The Investigation of Fakes and Forgeries exhibition will showcase examples of forgeries seized by the police.
The display at the Victoria and Albert Museum is designed to show art experts the methods used by forgers to fool investigators.
If the forgeries were genuine, the pieces on display would be worth about £10m in total.
They include forged paintings and sculptures, and examples of false provenance - the documentation that proves an art work is authentic.
According to police, art forgery is increasingly being used to finance operations by criminal networks.
"This type of crime can cause significant financial loss to collectors and dealers in London and even (has) the potential to distort the historical study of art and cultural property," a police spokeswoman said.
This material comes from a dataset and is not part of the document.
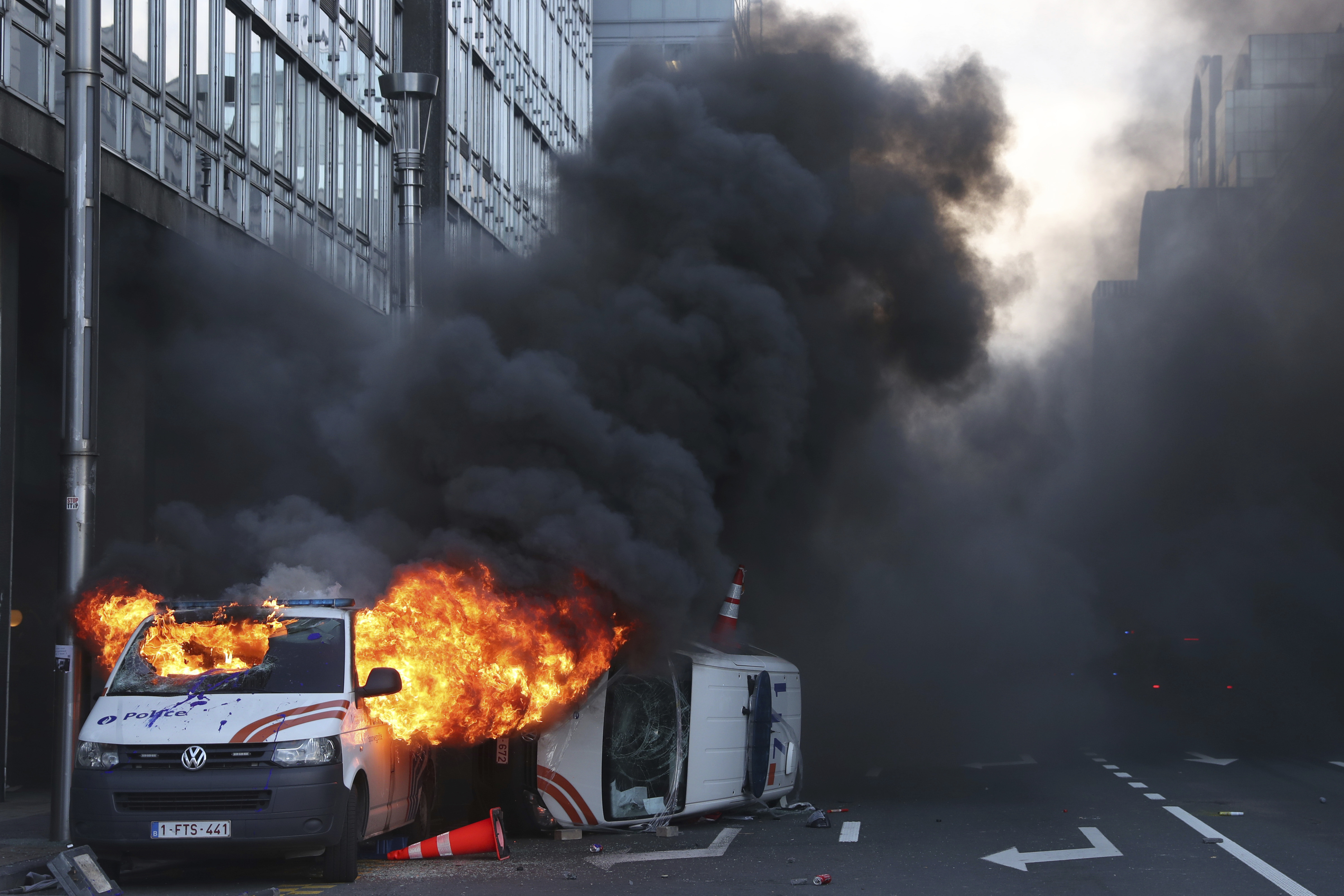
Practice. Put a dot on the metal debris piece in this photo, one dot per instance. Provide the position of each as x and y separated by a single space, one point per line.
80 874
Det Sgt Vernon Rapley, head of the Metropolitan Police's Arts and Antiques Unit, said: "The greatest weapon we have in combating this type of crime is the knowledge and know-how of our partners."
Forgers use a range of techniques that are continually evolving, from document forgery, to pigment analysis and virtual criminal networks, police said.
But according to Det Sgt Rapley: "As quickly as criminals are adapting their techniques we are also developing ways to eliminate this type of crime."
The exhibition, which runs from 21-23 November, has been sponsored by the Art Loss Register to raise awareness in the industry of art crimes.